Kennedy has promised mass firings at the FDA, presumably to install loyalists who would enact the agenda. That threat should be taken seriously. The president has sweeping power to hinder officials who muck up his agenda. The Trump administration allegedly demoted one top federal official who pushed back against authorizing hydroxychloroquine.
But there are major checks, too, on what a president can do to turn the screws on civil servants. Unlike many workers, federal employees can be fired only for cause or misconduct, and civil servants are entitled to appeals in both cases. “It’s a tangled process that makes it hard to be able to get rid of people,” Donald Kettl, an emeritus public-policy professor at the University of Maryland, told me. Trump was famous for firing people during his first term, but the people who got the axe were political appointees who did not have the same protections as civil servants. In short, few federal employees last just one Scaramucci.
However, one major threat still looms over federal workers. In his first term, Trump pursued an effort to reclassify federal workers in a way that would strip many of them of their protections, and he has said that in his second term he will “immediately” pursue that action. Trump would have to go through an arduous process to make good on that threat, and it would likely be challenged in court. But if implemented, the policy could give Trump massive leverage to fire workers.
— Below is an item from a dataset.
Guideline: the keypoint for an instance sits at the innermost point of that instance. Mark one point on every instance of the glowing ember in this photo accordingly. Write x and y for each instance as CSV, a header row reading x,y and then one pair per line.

Still, Trump takes those actions at the peril of his own agenda. The reality is that the same members of the so-called deep state that Trump and Kennedy are threatening to fire are also essential to making anything the administration wants to do happen. Seminal parts of the “Make America healthy again” agenda would have to run through this deep state. If Kennedy, a champion of psychedelics, wants the FDA to approve a new psilocybin-based treatment, the medicine must be reviewed by the scientists and doctors who review other drugs for safety and efficacy. If he wants a national ban on fluoride in water, that must go through the EPA. There is no way around this: Even if Trump appointed Kennedy as the unilateral king of every single federal health agency, Kennedy cannot make these decisions on his own.
A central tenet of the “Make America healthy again” agenda is removing potentially dangerous chemicals from food. Although the FDA has been slow to ban certain chemical additives, the agency seems to have recently seen the light. Earlier this year it set up a new initiative for reassessing the safety of these substances. But if Kennedy guts the FDA, no one might be there to do that review.
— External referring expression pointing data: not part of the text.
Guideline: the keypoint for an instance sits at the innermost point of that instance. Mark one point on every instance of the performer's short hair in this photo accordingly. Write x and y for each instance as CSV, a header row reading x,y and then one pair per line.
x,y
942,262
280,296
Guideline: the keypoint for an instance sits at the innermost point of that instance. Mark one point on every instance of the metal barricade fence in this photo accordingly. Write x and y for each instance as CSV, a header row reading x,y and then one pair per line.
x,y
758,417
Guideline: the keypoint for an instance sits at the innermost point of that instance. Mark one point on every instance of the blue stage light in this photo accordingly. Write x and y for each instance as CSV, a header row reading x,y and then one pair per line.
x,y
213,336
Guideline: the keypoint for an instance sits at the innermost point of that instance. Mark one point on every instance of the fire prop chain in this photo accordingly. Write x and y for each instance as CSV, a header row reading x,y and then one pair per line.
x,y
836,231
The Trump administration could hypothetically hold a massive job fair to get cronies into all of those roles—especially if the president-elect makes good on his promise to make hiring and firing bureaucrats easier—but few people can successfully perform these highly technical jobs, not to mention that hiring in the federal government typically takes forever. (The average hiring time in 2023 was 101 days.)
Still, Trump’s second term will be one of the biggest challenges facing our federal health system. No president in modern history has been so intent on bending health agencies to his will, and he seems even more emboldened to do so now than in his first go-around. Trump will likely have some successes—some people may be fired, and some important policies may be scrapped. America is about to find out just how resilient the deep state really is.